A maior graça desse e-mail aí é que, como aluna internacional em escola brasileira, eu obviamente não estava "ocupada terminando meu último ano", como eles afirmam que "sabem". Eu tinha me formado em dezembro. Pra uma universidade que havia se esforçado tanto pra criar uma vibe próxima, de quem está me tratando tão especial e pessoalmente, etc, não conseguiram nem checar isso. Muito preguiçoso, Wittenberg. Esperava mais de você.



Depois do dia 02/05, não recebi mais e-mails. Talvez não tenham tido coragem de se rebaixar mais ainda. Talvez tenham notado que chegaram num ponto no qual eu nunca respeitaria a autoridade deles como instituição, depois de tanto terem rastejado aos meus pés, então se eu entrasse teria potencial pra ser uma aluna absolutamente insuportável. Talvez tenham virado as costas amargamente, resmungando "nem queríamos ela pra valer". Por bem ou por mal, nossos caminhos se separaram para sempre.

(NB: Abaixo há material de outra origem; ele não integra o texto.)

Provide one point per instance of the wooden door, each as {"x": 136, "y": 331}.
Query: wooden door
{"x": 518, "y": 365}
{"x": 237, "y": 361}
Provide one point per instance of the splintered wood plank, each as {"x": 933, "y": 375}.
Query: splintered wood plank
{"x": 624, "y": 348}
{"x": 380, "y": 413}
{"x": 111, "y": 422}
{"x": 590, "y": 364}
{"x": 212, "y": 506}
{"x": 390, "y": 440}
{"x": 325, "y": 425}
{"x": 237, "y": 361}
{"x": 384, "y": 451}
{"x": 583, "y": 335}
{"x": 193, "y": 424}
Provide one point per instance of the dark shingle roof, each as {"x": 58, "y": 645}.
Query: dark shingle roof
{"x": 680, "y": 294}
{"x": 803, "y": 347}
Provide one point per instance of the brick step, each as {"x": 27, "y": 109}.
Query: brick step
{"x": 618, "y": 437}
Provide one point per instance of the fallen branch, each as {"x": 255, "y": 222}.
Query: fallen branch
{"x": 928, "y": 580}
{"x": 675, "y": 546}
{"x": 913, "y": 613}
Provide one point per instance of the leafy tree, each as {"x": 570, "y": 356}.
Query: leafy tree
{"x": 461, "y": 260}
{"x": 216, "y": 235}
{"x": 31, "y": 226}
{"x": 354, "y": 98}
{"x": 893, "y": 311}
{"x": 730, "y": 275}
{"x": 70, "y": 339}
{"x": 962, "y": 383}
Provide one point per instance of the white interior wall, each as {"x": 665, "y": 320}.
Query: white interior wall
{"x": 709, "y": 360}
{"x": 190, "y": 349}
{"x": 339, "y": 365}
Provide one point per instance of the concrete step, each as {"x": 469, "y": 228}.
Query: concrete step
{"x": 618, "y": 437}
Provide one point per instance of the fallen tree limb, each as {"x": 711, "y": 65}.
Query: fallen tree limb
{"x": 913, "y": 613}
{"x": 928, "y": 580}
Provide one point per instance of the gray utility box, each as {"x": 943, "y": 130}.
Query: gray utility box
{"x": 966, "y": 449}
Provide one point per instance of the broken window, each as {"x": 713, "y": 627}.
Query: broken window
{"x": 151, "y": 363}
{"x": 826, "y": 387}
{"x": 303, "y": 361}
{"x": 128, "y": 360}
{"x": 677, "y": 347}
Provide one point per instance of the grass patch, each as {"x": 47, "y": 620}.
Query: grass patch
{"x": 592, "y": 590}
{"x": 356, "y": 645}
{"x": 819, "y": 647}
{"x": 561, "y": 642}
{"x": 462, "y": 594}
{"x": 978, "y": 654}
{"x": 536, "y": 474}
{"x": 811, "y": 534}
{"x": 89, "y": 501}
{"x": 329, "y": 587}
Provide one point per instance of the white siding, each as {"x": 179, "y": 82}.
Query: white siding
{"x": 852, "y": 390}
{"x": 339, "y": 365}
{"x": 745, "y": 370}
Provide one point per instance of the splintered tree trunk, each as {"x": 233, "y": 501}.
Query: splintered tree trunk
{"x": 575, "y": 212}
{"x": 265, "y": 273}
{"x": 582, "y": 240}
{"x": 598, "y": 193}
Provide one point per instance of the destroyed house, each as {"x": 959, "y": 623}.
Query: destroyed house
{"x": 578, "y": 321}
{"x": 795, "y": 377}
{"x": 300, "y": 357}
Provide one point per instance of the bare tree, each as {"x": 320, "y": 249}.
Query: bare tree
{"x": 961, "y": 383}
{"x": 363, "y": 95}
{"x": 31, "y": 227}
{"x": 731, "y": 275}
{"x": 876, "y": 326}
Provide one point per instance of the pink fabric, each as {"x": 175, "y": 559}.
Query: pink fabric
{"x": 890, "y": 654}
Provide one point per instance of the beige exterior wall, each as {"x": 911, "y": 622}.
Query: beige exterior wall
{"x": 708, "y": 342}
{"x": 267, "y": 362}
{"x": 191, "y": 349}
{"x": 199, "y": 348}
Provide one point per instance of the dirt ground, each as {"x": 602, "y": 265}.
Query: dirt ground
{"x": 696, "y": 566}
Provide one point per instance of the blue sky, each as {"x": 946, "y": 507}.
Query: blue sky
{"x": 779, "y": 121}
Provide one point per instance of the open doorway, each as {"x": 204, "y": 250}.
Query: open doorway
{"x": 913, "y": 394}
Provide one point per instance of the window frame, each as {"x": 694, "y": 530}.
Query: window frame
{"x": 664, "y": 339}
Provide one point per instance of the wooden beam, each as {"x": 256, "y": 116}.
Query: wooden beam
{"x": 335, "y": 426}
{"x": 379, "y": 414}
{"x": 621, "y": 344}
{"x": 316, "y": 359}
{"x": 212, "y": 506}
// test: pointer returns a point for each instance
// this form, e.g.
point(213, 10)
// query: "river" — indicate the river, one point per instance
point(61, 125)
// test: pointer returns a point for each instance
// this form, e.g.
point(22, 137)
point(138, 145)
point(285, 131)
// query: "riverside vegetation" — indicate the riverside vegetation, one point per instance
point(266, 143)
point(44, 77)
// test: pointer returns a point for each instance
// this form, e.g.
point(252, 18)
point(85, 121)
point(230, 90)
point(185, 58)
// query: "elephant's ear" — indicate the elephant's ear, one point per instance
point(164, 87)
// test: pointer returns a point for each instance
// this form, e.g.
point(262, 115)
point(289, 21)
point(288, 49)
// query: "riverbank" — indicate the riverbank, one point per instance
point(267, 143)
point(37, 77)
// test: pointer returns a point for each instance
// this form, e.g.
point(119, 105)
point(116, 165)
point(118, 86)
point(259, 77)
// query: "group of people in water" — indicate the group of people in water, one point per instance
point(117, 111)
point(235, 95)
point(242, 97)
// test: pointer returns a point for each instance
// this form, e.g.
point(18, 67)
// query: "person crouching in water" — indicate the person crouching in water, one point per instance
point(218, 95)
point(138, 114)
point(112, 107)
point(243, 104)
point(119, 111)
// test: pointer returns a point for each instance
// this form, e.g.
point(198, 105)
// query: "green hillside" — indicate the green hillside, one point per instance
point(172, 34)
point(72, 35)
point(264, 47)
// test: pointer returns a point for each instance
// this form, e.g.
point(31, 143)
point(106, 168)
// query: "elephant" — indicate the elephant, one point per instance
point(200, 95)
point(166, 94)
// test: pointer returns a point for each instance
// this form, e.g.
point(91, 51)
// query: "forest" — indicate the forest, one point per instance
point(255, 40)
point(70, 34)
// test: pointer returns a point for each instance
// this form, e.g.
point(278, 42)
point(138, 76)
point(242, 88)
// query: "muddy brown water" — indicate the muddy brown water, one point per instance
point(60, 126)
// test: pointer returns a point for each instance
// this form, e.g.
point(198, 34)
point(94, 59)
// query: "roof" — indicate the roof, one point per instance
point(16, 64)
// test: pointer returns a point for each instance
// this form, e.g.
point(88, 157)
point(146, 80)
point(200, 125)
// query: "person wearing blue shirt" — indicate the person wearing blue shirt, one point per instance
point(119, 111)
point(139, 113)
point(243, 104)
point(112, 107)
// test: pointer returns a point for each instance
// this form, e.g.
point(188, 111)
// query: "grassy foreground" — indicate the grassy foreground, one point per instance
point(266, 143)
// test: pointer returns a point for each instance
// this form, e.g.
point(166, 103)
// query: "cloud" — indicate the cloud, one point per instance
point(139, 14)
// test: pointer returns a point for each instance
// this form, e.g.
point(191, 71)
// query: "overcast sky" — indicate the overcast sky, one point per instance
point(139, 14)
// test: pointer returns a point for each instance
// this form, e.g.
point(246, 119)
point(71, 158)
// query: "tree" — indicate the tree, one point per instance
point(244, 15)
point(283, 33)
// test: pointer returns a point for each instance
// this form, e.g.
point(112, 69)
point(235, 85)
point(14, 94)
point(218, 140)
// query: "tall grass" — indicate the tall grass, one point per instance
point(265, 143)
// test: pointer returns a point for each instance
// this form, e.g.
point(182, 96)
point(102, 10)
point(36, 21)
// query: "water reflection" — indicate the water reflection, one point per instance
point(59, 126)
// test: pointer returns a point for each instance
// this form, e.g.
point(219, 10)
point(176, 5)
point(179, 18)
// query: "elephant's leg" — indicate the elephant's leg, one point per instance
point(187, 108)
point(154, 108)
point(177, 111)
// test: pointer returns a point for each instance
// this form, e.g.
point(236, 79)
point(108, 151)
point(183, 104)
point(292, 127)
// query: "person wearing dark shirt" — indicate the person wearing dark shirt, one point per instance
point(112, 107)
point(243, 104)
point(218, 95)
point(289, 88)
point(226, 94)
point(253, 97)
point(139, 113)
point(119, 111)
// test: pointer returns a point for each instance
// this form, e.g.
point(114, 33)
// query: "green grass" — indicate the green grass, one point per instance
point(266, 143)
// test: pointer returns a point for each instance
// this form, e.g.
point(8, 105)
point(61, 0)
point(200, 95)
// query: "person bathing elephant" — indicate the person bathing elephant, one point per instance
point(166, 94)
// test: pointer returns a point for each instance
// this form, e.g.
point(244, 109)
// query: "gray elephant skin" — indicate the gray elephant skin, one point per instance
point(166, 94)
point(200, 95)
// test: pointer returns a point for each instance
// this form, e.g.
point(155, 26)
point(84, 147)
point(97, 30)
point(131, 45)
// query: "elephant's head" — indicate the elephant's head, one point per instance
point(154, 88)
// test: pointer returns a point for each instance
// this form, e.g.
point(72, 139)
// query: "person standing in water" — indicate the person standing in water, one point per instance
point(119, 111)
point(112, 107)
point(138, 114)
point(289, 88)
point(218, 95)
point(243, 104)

Não me levem a mal, pessoal, eu vou me lembrar da Wittenberg com carinho. Ela me fez companhia numa época estressante da minha vida, causando risadas (por mais horrorizadas que fossem). Ela virou uma piada interna com minhas amigas (e agora com vocês, suponho), mas uma piada afetuosa. Não desejo nada de mal à Wittenberg. Não me acho superior demais pra ser aluna deles. Não fomos feitas uma para a outra, mas isso não significa que não foi maravilhoso enquanto durou. Estou partindo para outra, mas no meu coração ela sempre ficará. Wittencreeper. Wittenbro.